Diameter (d) $ = 20cm$
Radius(r) $ = \dfrac{d}{2}$
Radius(r)$\dfrac{{20}}{2}cm$
Radius (r)$ = 10cm$
Now, we will calculate the total surface area of the cylinder.
So, total surface area of cylinder (TSA)$ = 2\pi r(r + h)$
Here (r)$ = 10cm$
(h) $ = 35cm$
Then, we will put the values of r and h in the above formula, we will get
TSA of cylinder $ = 2\pi r(r + h)$
TSA of cylinder $ = 2 \times \pi \times 10(10 + 35)$
TSA of cylinder $ = 2 \times \pi \times 10 \times 45$
TSA of cylinder $ = \dfrac{{2 \times 22}}{7} \times 10 \times 45$
TSA of cylinder $ = \dfrac{{440 \times 45}}{7}$
TSA of cylinder $ = \dfrac{{19800}}{7}$
TSA of cylinder $ = 282.57c{m^2}$
We will convert the value of the total surface of the cylinder into m.
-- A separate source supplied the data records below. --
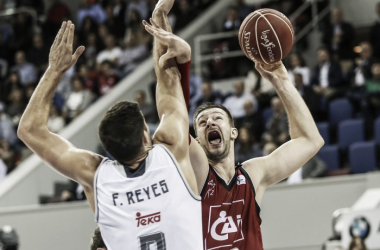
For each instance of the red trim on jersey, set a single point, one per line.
(230, 213)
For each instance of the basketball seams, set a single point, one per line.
(257, 40)
(282, 19)
(242, 35)
(274, 32)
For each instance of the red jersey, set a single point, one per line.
(230, 214)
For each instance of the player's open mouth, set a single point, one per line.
(214, 137)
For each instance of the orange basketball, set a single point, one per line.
(266, 35)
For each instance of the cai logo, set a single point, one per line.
(225, 225)
(360, 228)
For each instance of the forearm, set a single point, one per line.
(301, 123)
(36, 113)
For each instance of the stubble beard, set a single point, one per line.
(217, 156)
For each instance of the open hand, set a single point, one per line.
(60, 57)
(164, 5)
(177, 47)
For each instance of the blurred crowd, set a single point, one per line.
(115, 42)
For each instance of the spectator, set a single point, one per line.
(12, 83)
(7, 131)
(79, 99)
(357, 243)
(298, 66)
(184, 15)
(38, 54)
(361, 71)
(311, 99)
(375, 34)
(339, 36)
(373, 89)
(56, 121)
(252, 120)
(359, 74)
(111, 52)
(209, 95)
(7, 155)
(106, 78)
(119, 8)
(132, 55)
(148, 110)
(261, 88)
(91, 51)
(327, 76)
(235, 102)
(246, 148)
(277, 126)
(75, 192)
(140, 9)
(314, 168)
(89, 27)
(26, 70)
(92, 9)
(89, 78)
(17, 105)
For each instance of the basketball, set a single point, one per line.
(266, 35)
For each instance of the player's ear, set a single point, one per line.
(234, 133)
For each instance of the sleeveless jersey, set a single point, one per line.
(230, 214)
(154, 209)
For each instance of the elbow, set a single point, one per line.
(318, 142)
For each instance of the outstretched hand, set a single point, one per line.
(177, 47)
(60, 57)
(275, 73)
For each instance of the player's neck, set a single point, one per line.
(225, 167)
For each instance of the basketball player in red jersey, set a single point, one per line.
(231, 195)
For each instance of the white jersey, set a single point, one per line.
(150, 208)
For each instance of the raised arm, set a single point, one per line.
(58, 153)
(305, 138)
(181, 52)
(174, 125)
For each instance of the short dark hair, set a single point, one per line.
(210, 105)
(97, 240)
(121, 131)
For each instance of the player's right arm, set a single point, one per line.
(182, 56)
(76, 164)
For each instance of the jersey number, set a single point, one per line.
(149, 241)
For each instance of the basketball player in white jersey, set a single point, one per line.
(147, 198)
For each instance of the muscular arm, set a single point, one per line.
(76, 164)
(198, 158)
(173, 129)
(305, 138)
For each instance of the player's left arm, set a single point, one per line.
(305, 138)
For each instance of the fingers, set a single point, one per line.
(154, 23)
(77, 53)
(59, 35)
(165, 57)
(66, 33)
(70, 38)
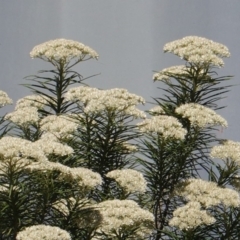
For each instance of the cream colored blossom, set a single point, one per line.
(168, 126)
(157, 110)
(121, 215)
(63, 50)
(167, 73)
(85, 178)
(198, 50)
(40, 232)
(35, 101)
(65, 206)
(4, 99)
(61, 126)
(227, 150)
(208, 193)
(24, 116)
(191, 216)
(50, 145)
(13, 147)
(116, 99)
(200, 116)
(130, 180)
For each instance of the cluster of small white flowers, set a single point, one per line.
(129, 147)
(208, 193)
(190, 216)
(13, 147)
(62, 205)
(85, 178)
(40, 232)
(116, 99)
(4, 99)
(227, 150)
(24, 116)
(130, 180)
(168, 126)
(167, 73)
(157, 110)
(200, 116)
(50, 145)
(61, 126)
(124, 214)
(36, 101)
(62, 50)
(198, 50)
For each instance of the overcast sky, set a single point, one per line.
(128, 35)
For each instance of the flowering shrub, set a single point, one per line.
(83, 163)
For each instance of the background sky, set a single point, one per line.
(128, 35)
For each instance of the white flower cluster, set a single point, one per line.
(208, 193)
(167, 73)
(26, 110)
(36, 101)
(200, 116)
(157, 110)
(228, 149)
(63, 206)
(121, 215)
(130, 180)
(61, 126)
(17, 148)
(116, 99)
(198, 50)
(85, 178)
(190, 216)
(4, 99)
(168, 126)
(24, 116)
(40, 232)
(50, 145)
(62, 50)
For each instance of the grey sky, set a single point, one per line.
(129, 36)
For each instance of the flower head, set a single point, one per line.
(207, 193)
(4, 99)
(121, 215)
(62, 50)
(200, 116)
(168, 126)
(130, 180)
(40, 232)
(198, 50)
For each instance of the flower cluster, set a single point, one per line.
(121, 215)
(190, 216)
(116, 99)
(208, 193)
(53, 146)
(167, 73)
(40, 232)
(227, 150)
(200, 116)
(167, 126)
(26, 110)
(198, 50)
(62, 50)
(157, 110)
(130, 180)
(17, 148)
(85, 178)
(61, 126)
(4, 99)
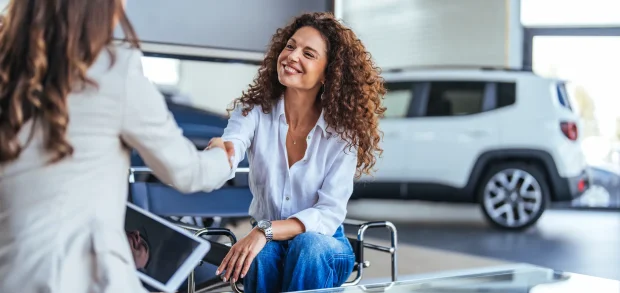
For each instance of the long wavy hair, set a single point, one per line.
(353, 88)
(46, 48)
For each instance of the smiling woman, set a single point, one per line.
(309, 123)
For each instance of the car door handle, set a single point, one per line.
(392, 134)
(477, 133)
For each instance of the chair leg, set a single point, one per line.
(391, 250)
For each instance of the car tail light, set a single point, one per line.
(581, 186)
(569, 129)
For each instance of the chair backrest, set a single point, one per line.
(164, 200)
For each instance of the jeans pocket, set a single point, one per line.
(343, 267)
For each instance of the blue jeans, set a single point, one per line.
(308, 261)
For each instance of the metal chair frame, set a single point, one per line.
(359, 243)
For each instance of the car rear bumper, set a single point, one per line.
(573, 187)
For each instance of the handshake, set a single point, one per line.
(218, 142)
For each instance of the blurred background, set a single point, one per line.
(551, 67)
(502, 134)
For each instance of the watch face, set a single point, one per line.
(263, 224)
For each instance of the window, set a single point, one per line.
(563, 96)
(455, 98)
(562, 13)
(506, 94)
(397, 99)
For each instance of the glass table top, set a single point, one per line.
(519, 279)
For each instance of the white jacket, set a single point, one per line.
(62, 225)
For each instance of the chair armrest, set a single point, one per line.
(359, 245)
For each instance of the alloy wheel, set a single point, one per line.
(512, 198)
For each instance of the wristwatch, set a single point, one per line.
(265, 227)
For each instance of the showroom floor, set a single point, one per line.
(586, 242)
(441, 237)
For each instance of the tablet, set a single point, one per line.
(164, 253)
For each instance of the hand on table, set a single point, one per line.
(225, 145)
(238, 260)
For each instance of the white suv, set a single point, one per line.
(507, 140)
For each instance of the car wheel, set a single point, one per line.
(513, 196)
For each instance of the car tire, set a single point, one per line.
(513, 195)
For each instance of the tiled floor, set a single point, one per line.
(586, 242)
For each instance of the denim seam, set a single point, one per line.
(331, 272)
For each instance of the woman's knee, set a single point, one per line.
(315, 246)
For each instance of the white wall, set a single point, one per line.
(407, 33)
(212, 85)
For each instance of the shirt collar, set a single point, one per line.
(320, 123)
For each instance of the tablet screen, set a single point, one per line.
(158, 250)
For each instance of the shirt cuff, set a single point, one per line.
(311, 218)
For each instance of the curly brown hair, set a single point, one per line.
(46, 48)
(352, 92)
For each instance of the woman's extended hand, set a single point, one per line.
(225, 145)
(238, 260)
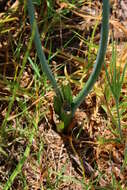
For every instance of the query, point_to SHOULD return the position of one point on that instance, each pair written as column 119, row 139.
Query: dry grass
column 92, row 156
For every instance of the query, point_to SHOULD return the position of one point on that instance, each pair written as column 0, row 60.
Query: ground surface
column 92, row 156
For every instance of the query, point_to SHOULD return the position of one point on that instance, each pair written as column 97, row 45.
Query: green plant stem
column 39, row 49
column 99, row 60
column 118, row 118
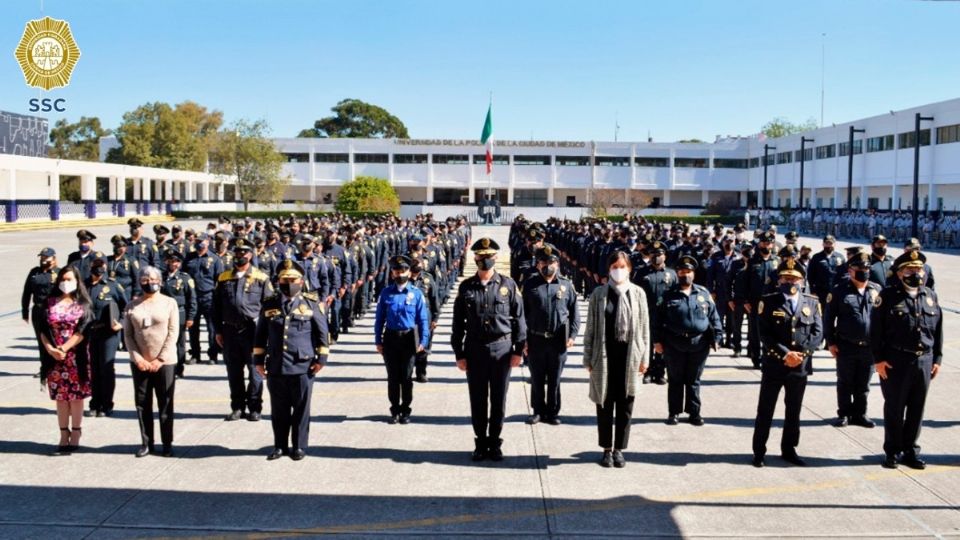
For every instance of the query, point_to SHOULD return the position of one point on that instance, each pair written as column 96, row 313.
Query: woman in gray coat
column 616, row 344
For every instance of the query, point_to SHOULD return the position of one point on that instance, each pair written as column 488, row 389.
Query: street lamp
column 916, row 169
column 850, row 165
column 803, row 148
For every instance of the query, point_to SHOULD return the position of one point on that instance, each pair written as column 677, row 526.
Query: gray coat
column 595, row 352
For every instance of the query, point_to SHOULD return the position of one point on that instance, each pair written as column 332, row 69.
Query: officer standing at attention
column 906, row 333
column 553, row 321
column 237, row 301
column 790, row 325
column 847, row 331
column 179, row 286
column 687, row 326
column 401, row 330
column 290, row 347
column 488, row 336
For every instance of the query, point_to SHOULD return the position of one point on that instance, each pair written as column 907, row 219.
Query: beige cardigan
column 595, row 351
column 151, row 329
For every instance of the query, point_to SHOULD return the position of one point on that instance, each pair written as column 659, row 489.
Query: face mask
column 619, row 275
column 291, row 289
column 67, row 287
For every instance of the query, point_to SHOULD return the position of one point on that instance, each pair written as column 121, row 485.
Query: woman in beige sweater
column 151, row 328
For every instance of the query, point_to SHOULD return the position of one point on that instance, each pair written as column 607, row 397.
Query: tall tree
column 356, row 119
column 243, row 150
column 158, row 135
column 80, row 140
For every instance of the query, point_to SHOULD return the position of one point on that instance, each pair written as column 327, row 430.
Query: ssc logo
column 47, row 53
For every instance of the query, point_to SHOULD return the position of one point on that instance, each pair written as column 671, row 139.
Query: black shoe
column 794, row 459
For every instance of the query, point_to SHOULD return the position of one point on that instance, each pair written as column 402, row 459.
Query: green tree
column 781, row 127
column 243, row 150
column 158, row 135
column 367, row 194
column 79, row 141
column 356, row 119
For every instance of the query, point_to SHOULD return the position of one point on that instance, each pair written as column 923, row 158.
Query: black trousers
column 854, row 371
column 684, row 370
column 613, row 422
column 488, row 377
column 290, row 410
column 399, row 353
column 103, row 352
column 238, row 356
column 794, row 388
column 546, row 359
column 145, row 386
column 904, row 396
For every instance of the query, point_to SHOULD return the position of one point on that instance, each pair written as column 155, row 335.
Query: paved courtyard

So,
$1m = 100cm$
$1{m^2} = 10000c{m^2}$
Then,
TSA of cylinder $ = 282.57 \times \dfrac{1}{{10000}}{m^2}$
TSA of cylinder $ = 0.282857{m^2}$
TSA of cylinder $ = 0.282{m^2}$
Then, the cost of sheet at rate$56p/m$, so, we will multiply TSA of cylinder by rate
Cost of sheet $ = 0.282 \times 56$
Cost of sheet $ = $₹5.792
Cost of sheet $ = $₹$15.8$
Now, length of sheet $ = \dfrac{{total\,\,area\,\,of\,\,sheet}}{{width\,\,of\,\,sheet}}$
Length of sheet $ = \dfrac{{0.282}}{1}$
Length of sheet $28.2Cm$
Now, Area of metal sheet is $10\% $ of it is wasted in cutting, then
Area of metal sheet required $ = area\,\,of\,\,sheet + 10\% \,of\,\,area\,\,of\,\,sheet$
Area of metal sheet required $ = 2828.57 + 10\% \,\,of\,\,2828.57$
Area of metal sheet required $ = 2828.57 + \dfrac{{10}}{{100}} \times 2828.57$
Area of metal sheet required $ = 2828.57 + 282.857$
Area of metal sheet required $ = 3,111.427c{m^3}$
Area of metal sheet required $ = 3,111.43c{m^2}$
So, the correct answer is “Option B”.

Note: In these types of questions, students must know that the wasted or overlapping of sheets will be added in the area of the sheet to get the answer.